Mass airflow sensors or, more technically, “airflow sensors,” are an integral part of modern import engine management systems. In addition to providing an exact measurement of airflow into the engine, airflow sensor inputs can be used to measure intake air temperature, provide an emergency shut-off for the fuel pump and provide a load-sensing input to the powertrain control module (PCM) to help control the shift points and shift quality of an automatic transmission.
Until airflow sensors were popularly introduced, engine management systems used the throttle sensor, intake air temperature, engine speed and intake manifold absolute pressure (MAP) to calculate (rather than directly measure) the volume of air flowing into an engine.
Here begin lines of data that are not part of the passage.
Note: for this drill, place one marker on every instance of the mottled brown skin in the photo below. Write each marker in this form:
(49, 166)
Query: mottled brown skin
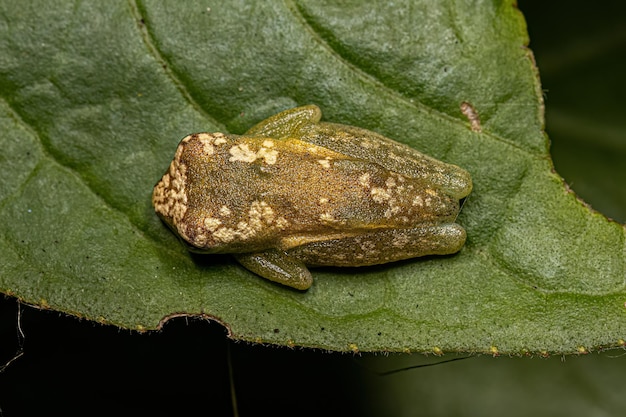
(294, 191)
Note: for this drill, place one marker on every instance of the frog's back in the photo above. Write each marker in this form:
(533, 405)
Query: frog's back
(227, 193)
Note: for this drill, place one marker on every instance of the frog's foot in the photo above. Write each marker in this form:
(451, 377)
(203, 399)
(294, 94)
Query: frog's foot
(276, 265)
(286, 123)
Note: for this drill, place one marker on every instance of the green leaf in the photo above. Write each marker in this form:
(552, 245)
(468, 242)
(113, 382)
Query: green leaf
(96, 95)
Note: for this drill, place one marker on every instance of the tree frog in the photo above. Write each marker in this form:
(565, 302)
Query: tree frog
(294, 192)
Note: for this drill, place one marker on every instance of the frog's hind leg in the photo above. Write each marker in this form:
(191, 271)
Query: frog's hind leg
(277, 266)
(286, 123)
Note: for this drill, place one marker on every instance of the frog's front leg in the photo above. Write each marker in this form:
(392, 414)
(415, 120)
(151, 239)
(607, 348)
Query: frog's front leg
(382, 246)
(286, 123)
(278, 266)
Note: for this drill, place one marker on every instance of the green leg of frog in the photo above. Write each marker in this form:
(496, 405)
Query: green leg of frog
(379, 247)
(277, 266)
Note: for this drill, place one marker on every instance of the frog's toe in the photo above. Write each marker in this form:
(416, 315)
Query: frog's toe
(277, 266)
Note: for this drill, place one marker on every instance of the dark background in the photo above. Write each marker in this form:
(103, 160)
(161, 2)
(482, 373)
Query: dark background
(75, 367)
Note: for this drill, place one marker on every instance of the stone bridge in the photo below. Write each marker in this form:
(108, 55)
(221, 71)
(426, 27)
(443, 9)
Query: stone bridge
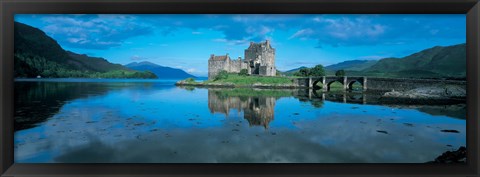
(375, 83)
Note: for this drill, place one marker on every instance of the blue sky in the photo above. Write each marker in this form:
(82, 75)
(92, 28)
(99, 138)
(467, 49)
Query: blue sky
(186, 41)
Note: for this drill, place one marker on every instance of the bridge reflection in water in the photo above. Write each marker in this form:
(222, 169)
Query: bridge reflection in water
(257, 110)
(258, 105)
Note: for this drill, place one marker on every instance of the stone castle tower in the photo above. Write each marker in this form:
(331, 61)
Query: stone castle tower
(259, 60)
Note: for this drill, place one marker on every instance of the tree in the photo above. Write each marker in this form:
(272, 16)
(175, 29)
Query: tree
(243, 72)
(304, 72)
(340, 73)
(317, 71)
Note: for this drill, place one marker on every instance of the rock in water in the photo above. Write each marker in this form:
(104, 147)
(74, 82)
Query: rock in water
(458, 156)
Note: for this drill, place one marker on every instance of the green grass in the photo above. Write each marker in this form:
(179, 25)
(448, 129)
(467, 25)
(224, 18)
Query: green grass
(248, 92)
(249, 80)
(337, 86)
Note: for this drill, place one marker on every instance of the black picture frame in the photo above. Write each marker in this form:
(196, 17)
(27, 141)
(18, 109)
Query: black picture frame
(10, 7)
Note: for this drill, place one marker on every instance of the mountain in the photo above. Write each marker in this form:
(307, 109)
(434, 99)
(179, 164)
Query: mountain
(160, 71)
(37, 54)
(449, 61)
(351, 65)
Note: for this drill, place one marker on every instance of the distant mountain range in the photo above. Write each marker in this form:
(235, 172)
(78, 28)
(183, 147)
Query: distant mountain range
(435, 62)
(37, 54)
(160, 71)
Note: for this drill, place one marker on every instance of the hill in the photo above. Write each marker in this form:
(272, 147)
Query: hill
(160, 71)
(37, 54)
(449, 61)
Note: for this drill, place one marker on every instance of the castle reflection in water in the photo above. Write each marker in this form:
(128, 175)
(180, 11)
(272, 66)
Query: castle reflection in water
(258, 111)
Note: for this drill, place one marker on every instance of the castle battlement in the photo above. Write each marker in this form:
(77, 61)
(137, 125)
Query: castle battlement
(259, 60)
These systems were called “speed density” systems.
In the case of engine management systems using an airflow sensor, airflow is converted directly into a voltage or frequency signal that’s sent to the PCM. The direct measurement provided by an airflow sensor reduces fuel calculation errors caused by the miscalibration or degradation of the throttle, intake air and manifold absolute pressure sensors.
Vane-Type Airflow Sensors
Many 1980s and early ‘90s vintage imports use an expensive, but very reliable vane-type airflow sensor. Vane-type sensors generally require little maintenance, other than to ensure that the assembly is clean and that the vane quickly responds to air flow.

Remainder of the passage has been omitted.